Ceremony celebrates medical lab technicians

Published 6:42 pm Friday, May 10, 2019

Six students were pinned in celebration of their completion of Beaufort County Community College’s medical laboratory technician program. The ceremony lauded the successes of Cyera Clegg, Beth Cooke, Heather Dotson, Bethanie Gordon, Lisa Robinett and Sara Waters. While the students hold their own ceremony, they will also participate in the Class of 2019 Commencement Ceremony at Washington High School on Friday, May 10.

The medical lab tech program is a two-year Associate of Arts and Science program in which students learn to work in a clinical laboratory setting. Students study topics such as blood typing and transfusions, how to identify and count red and white blood cells and how to measure chemicals within the blood. Not only do they deal with blood work, they also learn how to identify infectious bacteria, viruses and fungi.

As part of the ceremony, student Lisa Robinett presented a hypothetical scenario where there were no medical lab technicians. In this scenario, routine surgeries could not occur, cancer treatments would stop, and as many as 80 percent of the patients who enter the emergency department could not be properly diagnosed.

Often when a patient visits a doctor’s office or hospital, from routine check-ups to serious illnesses, there is lab work involved. Blood and urine samples are used to diagnose and monitor diabetes, heart, liver and kidney diseases. Without the work of lab technicians, doctors would have little to talk about with their patients besides their symptoms and outward appearance. Lab work helps narrow down the diagnosis.

During the pinning ceremony, Fashikie Smith, lead professor for medical laboratory technology, highlighted the accomplishments of Lisa Robinett, who received the NC AACC Outstanding Student Recognition Award from the American Association of Clinical Chemistry. Robinett is graduating with at 4.0 grade point average. According to Smith, she is driven to learn about technologies both new and old.

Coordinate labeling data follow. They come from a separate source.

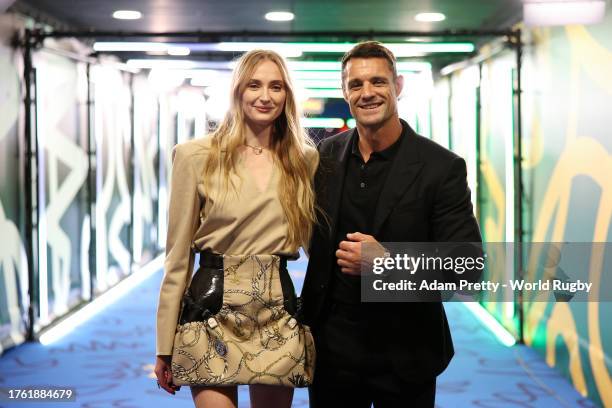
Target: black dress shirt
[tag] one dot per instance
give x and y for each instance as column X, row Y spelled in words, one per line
column 362, row 187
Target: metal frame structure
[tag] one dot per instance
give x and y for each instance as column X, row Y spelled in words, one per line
column 34, row 38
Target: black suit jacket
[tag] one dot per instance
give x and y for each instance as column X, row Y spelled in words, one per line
column 425, row 199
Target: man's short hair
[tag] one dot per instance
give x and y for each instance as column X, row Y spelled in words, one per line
column 369, row 49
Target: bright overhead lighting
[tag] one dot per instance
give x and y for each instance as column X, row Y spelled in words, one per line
column 556, row 12
column 131, row 46
column 286, row 50
column 321, row 83
column 127, row 15
column 178, row 51
column 429, row 17
column 323, row 93
column 279, row 16
column 335, row 66
column 399, row 49
column 155, row 63
column 179, row 64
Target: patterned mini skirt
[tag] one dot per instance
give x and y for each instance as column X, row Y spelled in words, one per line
column 239, row 324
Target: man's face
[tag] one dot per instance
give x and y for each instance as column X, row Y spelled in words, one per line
column 371, row 91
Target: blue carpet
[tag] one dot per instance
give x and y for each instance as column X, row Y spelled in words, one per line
column 109, row 360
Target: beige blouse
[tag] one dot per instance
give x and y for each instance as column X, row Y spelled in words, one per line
column 248, row 221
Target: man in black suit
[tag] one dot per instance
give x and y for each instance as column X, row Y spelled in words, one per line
column 380, row 182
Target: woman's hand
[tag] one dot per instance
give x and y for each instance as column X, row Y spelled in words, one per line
column 164, row 374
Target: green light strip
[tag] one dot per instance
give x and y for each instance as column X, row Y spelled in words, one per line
column 323, row 123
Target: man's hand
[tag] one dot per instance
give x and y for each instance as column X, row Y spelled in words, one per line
column 349, row 253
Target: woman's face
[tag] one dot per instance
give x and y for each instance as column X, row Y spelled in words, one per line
column 264, row 97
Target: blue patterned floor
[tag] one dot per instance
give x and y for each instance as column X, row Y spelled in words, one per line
column 109, row 361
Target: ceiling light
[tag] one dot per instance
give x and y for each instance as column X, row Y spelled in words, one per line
column 279, row 16
column 178, row 51
column 286, row 50
column 154, row 63
column 550, row 13
column 429, row 17
column 130, row 46
column 127, row 15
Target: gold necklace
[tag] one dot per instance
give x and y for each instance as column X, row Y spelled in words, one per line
column 256, row 149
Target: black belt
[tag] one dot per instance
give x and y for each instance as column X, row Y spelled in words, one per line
column 215, row 261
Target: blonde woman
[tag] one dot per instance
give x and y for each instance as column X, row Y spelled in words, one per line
column 243, row 199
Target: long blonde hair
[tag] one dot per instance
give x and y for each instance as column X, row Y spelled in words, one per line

“Lisa is just the kind of student that helps to make our classroom a lively and safe place to take intellectual risks,” wrote Smith in her nomination of Robinett.

Smith also acknowledged both Robinett and Beth Cooke as recipients of the Arthur Keehnle Award, given to outstanding graduates of BCCC’s medical lab tech program.

Graduates of the medical lab tech program may work in a hospital or physician’s office laboratory, public health agencies, veterinarians’ offices, and industrial, research, and pharmaceutical laboratories. To complete the program, students must take four semesters of coursework on campus and complete one semester of clinical rotations at local hospital affiliates.